MADE YOU LOOK, MADE YOU LOOK, AND AGAIN, MADE. YOU. LOOK..
Well dear friends, it is once again Friday.Time for a little introspection into what you shouldn’t have done during the week.
As BFSG Algorithm traders already know, I preach about NOT putting stops where dealers, banks, and large hedge funds act like general surgeons operating on you without anesthesia. Big money loves to stop hunt your order.
Metals Dealer Badge of Honor: Check For The Decal On The Front Door
About an hour and a half after the Asian open, gold pooped its pants and dropped about $20 in just a few minutes. Having cleared out all the retail sell stops, dealers very quickly bid the market higher. If you got stopped out, and wanted to re-establish your long position, you had to pay up, and pay up quickly to get back in. A classic gold market stop hunt.
Let’s take a peek at the charts to see what I mean.
XAUUSD 1 minute candlestick
The large red candlestick spike down is where the action took place, and as you can see between the red horizontal lines, the market dropped $ 8 in the 1 minute candlestick. In actuality, it took about 2 seconds. If you had your stop anywhere between 1753 and 1750, your stop got filled at 1744.
Thank you very much and please come again.

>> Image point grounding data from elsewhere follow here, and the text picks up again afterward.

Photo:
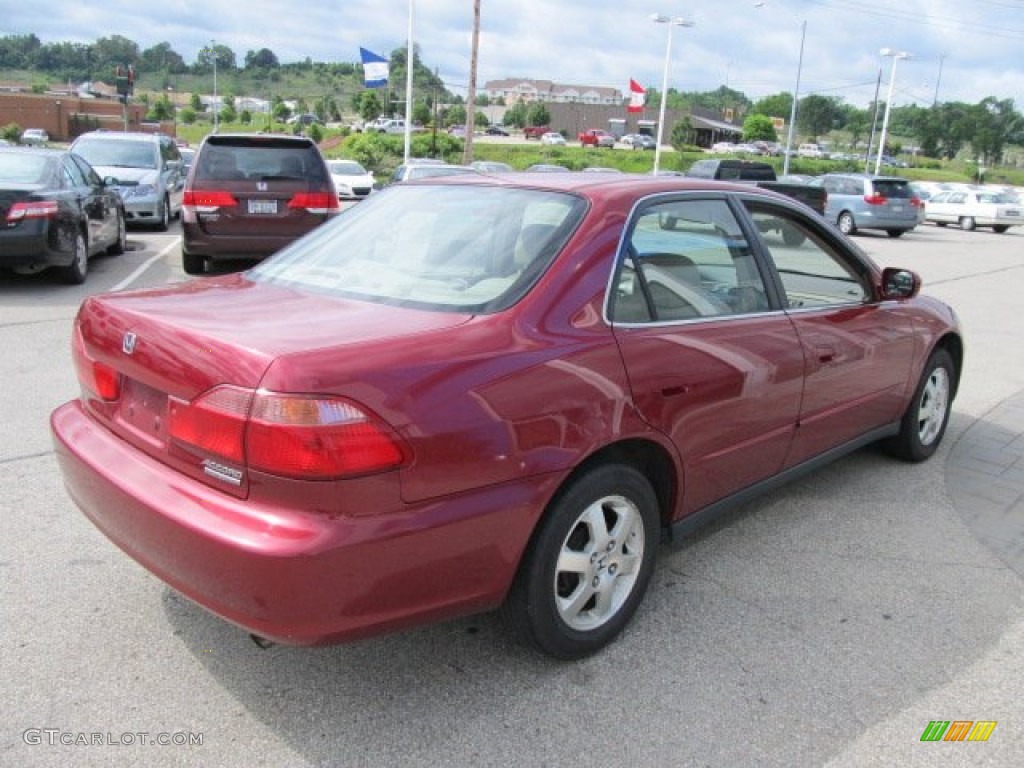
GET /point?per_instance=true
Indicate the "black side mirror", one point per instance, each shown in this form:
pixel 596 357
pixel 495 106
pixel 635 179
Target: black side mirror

To get a better perspective from a time standpoint, here is the 15 minute candlestick. As you can see in the highlighted area, the market was in a very tight range before they took it lower.
XAUUSD 15 Minute Candlestick
Exposure to stop hunting is one of the biggest dangers when trading gold. You need to be very careful in placing your stops so your account isn’t “hunted”. If you buy/sell correctly, your entry point won’t need anything more than a $3 - $5 area for your protective stop-loss.
This Is Important
Position entry is the most important determining factor in making a trade. If you get in badly [price], your stop will reflect this and your stop level will, by necessity, be farther away than it should be. If it gets hit, you will lose more money than necessary.
If you aren’t getting good entry points, then maybe it’s time you discovered “The Vegas BFSG Algorithm’. It’s free; what are you waiting for?
Friday’s Action & Weekly Wrap-Up
As I stated yesterday, the algorithm moved into sell mode. Therefore, today we were looking for rallies to sell when the algorithm gave the go-ahead. There were a couple of trades after the Asian open, and the net result was about a $2 - $3 / oz. profit. Once again, not a great day, but it beats losing.
Once the market started rocketing higher, all shorts had been previously covered and there was no other sell signal the rest of the day. Here are the week’s approximate results:
Monday + $ 30 /oz.,
Tuesday + $ 7 /oz.,
Wednesday + $ 11 /oz.,
Thursday + $ 36 /oz., and
Friday + $ 2 /oz.
Total Week + $ 86 /oz.
Don’t get mad that you missed it. I just want you to realize though, that if you had an approximate account balance of 10K, 5 days ago, and were trading a 1 lot [100 oz.], which is the proper leverage, you made about $8,600 for the week. FOR THE WEEK !! 86% FOR THE WEEK.
When’s the last time you made 86% in a week? Yeah, that’s what I thought. If I was you I’d be upset too.
Did we miss a nice move on the upside on Friday? Yeah, so what? It’s an opportunity cost, not a capital loss. Don’t forget the difference between the two. Remember, the primary purpose of the algorithm is to KEEP YOU OUT OF TROUBLE. After that, it makes you money.
Time to wind down and enjoy the weekend. HAVE FUN EVERYONE!!